登山道を歩いて山頂を目指し、登頂して下山する一般的な登山での「楽しい」は、リラックスして風景を楽しんだり、登頂する喜びを得る楽しさ。

それに対し、登山道以外のルートを歩くような独自の計画を立てて、それを遂行するというような登山の「楽しい」もある。
これは説明しないと分からないと思うので、まずは図を。

飯豊山周回

先月に登った飯豊山の周回ルート。
赤線で書いた部分には登山道がない。
しかし、地図を見ていて、この区間さえ繋げばぐるっと周って帰ってこられることに気がついてしまった。
もうここから登山が始まっている。
この区間の距離は約3キロ。登山道がないということは、木の枝や笹藪などをかき分けながら歩かなければならない。
尾根を外してしまうと谷に引っ張られてしまう危険もある。
情報収集すると、わずかに踏み跡があるとの話も伝わってきた。
しかしそれがどれくらいの区間なのかなど、その他の情報はほぼない。
標高や地形から、植生を予想し、かかる時間を想定して計画を立てる。
ちなみにこの区間、4時間と計画して、実際にかかった時間は3時間半。ほぼ予定通り。
下から1/3くらいに踏み跡はあった。おそらくキノコ取りで入る地元の方によってつけられたと思う。

道なき道を行く


最後は7mほどの崖に行く手を阻まれたが、こういうこともあると思って15mのロープを持ってきていたので無事クリア。
そして湯の島小屋に泊まり、翌日は険しいことで有名な飯豊連峰の登山道の中でもより険しいオンベマツ尾根で連峰最高峰の大日岳を目指した。

大日岳と、その前に立ちはだかる牛首


暑さにやられながら10時間半で登頂。
前日の藪こぎ、そしてこの厳しいルートを登り切って、夕暮れが迫るひとりの山頂で自然と笑いがこみ上げる。
ひとしきり大笑いした後、鼻の奥がツンとして、涙がこぼれそうになった。
限界に迫るような苦しさだけど、ボクはこれが「楽しい」のだ。

この「楽しい」を分類すると、前者は「消費としての楽しい」で、後者は「創造としての楽しい」だとボクは感じている。
自らの好奇心を満たし、さらに自分だけの計画を達成することで、自己表現をしているのだと思う。
計画の立案から達成までが「作品」だ。

他にも登山の楽しみ方はある。
仲間とワイワイ話しながら、花や植物、登山そのものの情報を出し合いながら楽しむ登山も良い。
ボクはやらないけど、より速く、より長くというようなアスリート的な楽しみ方をする人たちもいる。

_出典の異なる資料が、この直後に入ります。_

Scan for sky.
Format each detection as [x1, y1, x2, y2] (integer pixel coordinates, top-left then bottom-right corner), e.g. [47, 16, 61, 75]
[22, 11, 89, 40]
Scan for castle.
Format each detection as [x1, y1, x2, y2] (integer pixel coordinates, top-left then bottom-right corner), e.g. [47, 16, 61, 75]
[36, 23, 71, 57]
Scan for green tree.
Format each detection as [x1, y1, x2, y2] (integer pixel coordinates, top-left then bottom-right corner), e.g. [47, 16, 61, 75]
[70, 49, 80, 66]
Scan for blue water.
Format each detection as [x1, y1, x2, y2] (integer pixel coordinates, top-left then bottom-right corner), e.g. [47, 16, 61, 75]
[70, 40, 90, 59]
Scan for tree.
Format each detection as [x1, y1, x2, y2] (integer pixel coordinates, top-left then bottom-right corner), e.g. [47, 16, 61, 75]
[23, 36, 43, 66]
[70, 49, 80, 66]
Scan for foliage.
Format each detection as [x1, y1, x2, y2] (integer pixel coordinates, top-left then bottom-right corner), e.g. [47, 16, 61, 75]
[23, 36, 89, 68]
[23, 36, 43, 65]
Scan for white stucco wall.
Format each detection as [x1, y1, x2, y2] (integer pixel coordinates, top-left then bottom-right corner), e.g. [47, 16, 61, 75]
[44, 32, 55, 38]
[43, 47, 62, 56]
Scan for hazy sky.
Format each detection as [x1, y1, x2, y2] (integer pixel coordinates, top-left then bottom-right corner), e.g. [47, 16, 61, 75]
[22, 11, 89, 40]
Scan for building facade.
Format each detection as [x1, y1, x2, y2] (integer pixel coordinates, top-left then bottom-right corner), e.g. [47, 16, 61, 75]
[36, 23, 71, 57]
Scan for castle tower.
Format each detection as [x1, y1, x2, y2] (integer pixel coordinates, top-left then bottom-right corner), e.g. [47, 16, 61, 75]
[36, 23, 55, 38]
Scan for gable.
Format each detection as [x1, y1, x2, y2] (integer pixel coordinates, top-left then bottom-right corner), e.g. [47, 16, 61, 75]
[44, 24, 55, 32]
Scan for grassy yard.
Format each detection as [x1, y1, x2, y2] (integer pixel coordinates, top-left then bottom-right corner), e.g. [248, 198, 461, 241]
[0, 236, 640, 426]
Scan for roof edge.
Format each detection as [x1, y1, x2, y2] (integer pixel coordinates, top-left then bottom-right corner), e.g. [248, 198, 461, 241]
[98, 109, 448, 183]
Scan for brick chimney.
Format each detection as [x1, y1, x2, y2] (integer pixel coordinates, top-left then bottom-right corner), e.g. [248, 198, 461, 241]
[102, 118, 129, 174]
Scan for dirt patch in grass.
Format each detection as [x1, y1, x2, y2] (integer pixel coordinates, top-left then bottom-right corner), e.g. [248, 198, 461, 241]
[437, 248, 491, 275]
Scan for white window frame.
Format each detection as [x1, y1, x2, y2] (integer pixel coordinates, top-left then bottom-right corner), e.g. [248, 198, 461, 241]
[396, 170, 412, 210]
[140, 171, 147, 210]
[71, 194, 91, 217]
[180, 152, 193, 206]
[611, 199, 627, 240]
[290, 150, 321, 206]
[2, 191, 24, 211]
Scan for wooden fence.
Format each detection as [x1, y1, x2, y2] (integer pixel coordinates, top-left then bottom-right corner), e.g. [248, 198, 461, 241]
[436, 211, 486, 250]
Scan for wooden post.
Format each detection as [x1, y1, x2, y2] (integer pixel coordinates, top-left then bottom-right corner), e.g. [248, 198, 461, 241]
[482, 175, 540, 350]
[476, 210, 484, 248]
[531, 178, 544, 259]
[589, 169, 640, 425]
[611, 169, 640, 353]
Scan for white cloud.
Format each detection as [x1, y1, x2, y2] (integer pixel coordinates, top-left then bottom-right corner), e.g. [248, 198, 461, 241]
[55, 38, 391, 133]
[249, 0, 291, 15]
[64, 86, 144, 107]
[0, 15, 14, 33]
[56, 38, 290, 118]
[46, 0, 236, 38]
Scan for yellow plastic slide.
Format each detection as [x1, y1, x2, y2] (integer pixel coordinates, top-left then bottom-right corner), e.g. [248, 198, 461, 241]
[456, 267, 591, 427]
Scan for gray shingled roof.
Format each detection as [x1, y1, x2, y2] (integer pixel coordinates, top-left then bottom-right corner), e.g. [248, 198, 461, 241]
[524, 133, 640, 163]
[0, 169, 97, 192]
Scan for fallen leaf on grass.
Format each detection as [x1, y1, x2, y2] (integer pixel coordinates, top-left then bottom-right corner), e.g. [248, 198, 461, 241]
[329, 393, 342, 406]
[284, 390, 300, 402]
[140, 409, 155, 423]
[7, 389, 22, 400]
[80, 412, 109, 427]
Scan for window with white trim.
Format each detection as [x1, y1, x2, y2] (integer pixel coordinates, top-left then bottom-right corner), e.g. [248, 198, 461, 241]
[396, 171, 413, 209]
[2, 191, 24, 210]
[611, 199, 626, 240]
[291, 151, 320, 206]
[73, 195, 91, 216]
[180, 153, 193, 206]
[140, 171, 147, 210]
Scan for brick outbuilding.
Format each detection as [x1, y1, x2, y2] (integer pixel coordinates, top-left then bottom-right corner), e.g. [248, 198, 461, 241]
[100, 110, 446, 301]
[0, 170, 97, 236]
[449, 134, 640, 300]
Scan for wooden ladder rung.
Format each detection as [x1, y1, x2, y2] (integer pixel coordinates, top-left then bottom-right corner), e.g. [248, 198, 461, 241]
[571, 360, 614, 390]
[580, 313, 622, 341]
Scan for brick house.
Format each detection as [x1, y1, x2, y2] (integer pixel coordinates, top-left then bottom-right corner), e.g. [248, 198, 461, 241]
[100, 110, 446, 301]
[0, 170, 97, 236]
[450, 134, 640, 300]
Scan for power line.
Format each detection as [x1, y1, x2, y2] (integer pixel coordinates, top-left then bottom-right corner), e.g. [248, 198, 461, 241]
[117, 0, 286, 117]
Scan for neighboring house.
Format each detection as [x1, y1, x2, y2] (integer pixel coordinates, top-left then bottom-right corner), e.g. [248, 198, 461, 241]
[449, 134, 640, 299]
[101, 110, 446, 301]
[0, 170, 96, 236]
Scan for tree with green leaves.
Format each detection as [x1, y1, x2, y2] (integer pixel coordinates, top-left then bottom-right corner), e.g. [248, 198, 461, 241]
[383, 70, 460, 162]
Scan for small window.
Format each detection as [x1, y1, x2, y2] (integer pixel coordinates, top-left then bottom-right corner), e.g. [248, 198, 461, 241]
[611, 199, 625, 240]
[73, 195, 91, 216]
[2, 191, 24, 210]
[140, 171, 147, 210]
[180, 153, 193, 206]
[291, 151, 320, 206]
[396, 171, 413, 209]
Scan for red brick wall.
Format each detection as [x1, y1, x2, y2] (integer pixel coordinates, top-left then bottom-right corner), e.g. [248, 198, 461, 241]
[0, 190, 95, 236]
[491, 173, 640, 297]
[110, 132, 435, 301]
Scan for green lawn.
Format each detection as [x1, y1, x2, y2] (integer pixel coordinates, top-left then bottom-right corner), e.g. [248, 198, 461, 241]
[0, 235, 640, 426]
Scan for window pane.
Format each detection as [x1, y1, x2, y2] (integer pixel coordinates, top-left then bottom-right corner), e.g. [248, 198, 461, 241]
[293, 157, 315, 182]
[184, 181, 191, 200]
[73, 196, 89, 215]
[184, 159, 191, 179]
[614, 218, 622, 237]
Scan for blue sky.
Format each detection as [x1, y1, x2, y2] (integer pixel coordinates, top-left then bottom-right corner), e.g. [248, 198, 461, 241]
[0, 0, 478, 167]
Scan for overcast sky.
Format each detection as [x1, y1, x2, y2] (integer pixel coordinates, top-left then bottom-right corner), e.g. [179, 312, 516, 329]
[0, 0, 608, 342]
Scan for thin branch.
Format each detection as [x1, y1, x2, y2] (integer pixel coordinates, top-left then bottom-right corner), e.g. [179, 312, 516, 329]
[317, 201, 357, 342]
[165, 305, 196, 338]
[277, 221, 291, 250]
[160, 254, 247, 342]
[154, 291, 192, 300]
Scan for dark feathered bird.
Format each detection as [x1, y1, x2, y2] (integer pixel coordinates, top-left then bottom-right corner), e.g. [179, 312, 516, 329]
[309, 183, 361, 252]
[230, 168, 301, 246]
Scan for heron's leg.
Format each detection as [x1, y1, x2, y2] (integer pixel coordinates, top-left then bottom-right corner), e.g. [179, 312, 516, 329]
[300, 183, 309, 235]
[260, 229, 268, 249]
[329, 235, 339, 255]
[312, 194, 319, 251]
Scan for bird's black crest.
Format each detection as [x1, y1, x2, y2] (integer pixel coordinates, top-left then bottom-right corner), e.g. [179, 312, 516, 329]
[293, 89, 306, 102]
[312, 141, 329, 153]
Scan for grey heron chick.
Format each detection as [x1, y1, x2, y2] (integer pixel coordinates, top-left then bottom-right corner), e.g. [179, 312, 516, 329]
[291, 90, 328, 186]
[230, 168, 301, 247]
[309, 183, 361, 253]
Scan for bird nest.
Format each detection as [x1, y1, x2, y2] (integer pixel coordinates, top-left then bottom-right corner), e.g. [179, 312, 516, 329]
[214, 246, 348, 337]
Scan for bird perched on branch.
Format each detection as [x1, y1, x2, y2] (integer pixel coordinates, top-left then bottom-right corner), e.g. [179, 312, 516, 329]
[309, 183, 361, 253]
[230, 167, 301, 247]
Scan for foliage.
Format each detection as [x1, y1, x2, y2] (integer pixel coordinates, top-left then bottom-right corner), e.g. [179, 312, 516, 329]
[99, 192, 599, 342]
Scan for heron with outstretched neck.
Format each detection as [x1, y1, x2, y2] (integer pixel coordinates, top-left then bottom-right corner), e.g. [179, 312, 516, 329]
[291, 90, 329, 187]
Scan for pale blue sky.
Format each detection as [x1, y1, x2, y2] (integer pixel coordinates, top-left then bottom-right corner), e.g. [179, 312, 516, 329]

なんでこの話を始めたかというと、同じ「楽しい」という言葉でも、人や状況によって考えていることが違うということが言いたかったから。
「楽しい」だけではない。
言葉というのは、その表面だけを見ているだけでは伝わらない。
「楽しいって言ったのに」
「楽しいじゃないか」
ということもあるだろう。
その言葉の定義を決めていくのが、仲間になるということなのかもしれない。

ちなみに、
「愛してないの?」
「愛してるよ」
なんてこともあるよね。
愛の定義を整えていくのが、夫婦や恋人同士には必要なのかもね。